The Mock Trial team is looking forward to competing in person and transplanting the advocacy skills learned on Zoom to in-person tournaments. The team has competed at four in-person competitions and have taken home 8 outstanding attorney/witness awards, and one first-place award (with a perfect record)!
Team “See Rock City” competed at the University of Mississippi and won first place with a perfect (8-0) record. Award winners include Outstanding Witnesses Evan Mukerji and Lakin Breedin. Bella Reed won two outstanding attorney awards, one on the prosecution and one of the defense side of the case.
Row 1 (L to R): Megan Engle, Thomas Murphy, Mackenzie Ganey, Reem Wolde. Row 2 (L to R): Natalie Parisi, Lilly Highfill, Evan Mukherji (Captain), Lakin Breedin, Bella Reed (Captain)
Model United Nations
The Model United Nations club at The University of Tennessee is composed of engaged students who travel across the United States to compete in collegiate conferences against other universities. College students convene to participate in crisis simulations, with topics varying from historical and realistic simulations to fictional and hypothetical crises and disputes. Outside the conference, the travel team visits cultural sites and attractions in the various host cities. The travel team attends a half dozen conferences throughout the academic year, with destinations ranging from local southern counterparts (such as the University of North Carolina at Chapel Hill) to national competitions (predominantly in Washington D.C. and Chicago).
Model UN team at training conference held by Elon University this year. (From left to right, back row: Tycho Barnard, Lucas Weires, Jack Robert Huffman, Amritha Thiruveedula, Brent Maples, Andrew Nessari. From left to right, front row: Ahmad Bahar, Nik Bergman, Maxwell Barnard, Peyton King, Sam Konsavage, Casey Mcdonald-Risner, Caleb Lantz, Sophia Milen.)

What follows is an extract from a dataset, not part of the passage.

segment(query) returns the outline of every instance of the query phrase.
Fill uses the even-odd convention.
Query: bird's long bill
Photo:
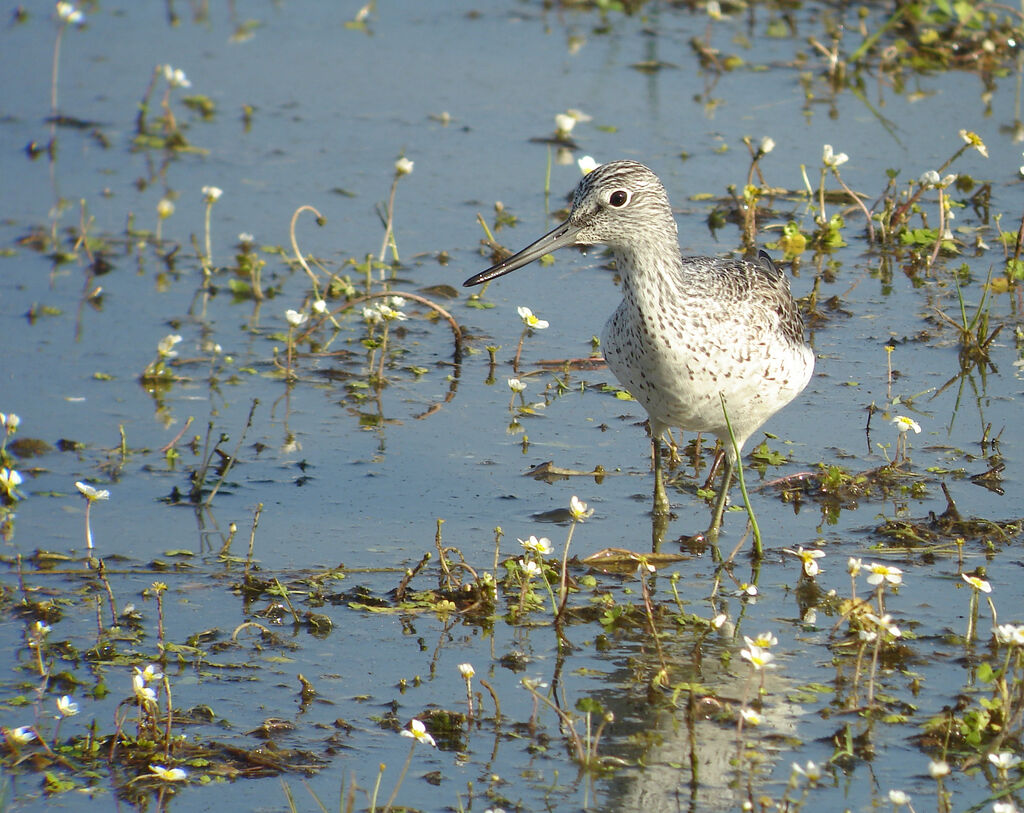
[[[540,259],[552,251],[575,245],[578,232],[579,226],[575,226],[567,220],[561,226],[556,226],[539,240],[528,245],[518,254],[513,254],[507,260],[502,260],[497,265],[492,265],[486,271],[474,274],[462,284],[468,288],[473,285],[479,285],[482,282],[488,282],[504,274],[511,273],[517,268],[522,268],[524,265],[529,265],[534,260]]]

The organization also holds the Volunteer Model United Nations (VolMUN) conference; VolMUN is a high school conference hosted by the UT organization and staffed by the team’s members. High school students from across Tennessee and surrounding states visit Knoxville and compete for the best delegation award. The delegates discuss contemporary world issues and collaborate to create possible answers to global problems. Ultimately, the conference provides the UT student members with an opportunity to experience Model UN from the organizers' and mediators' perspectives while teaching high school students the importance of cooperation and teamwork.
The Model UN team joined by high school participants during VolMUN conference. This was the last large gathering before the COVID-19 pandemic.
Despite the challenges posed by COVID-19, Model United Nations at UT has persevered and thrived. The team adapted to Zoom-based conferences during the spring of 2021 (for both travel and VolMUN) and adjusted to the new electronic methods as they prepare for the return of in-person competitions. The club is excited to return to the road. The organization is a community of friends working to increase their debate prowess.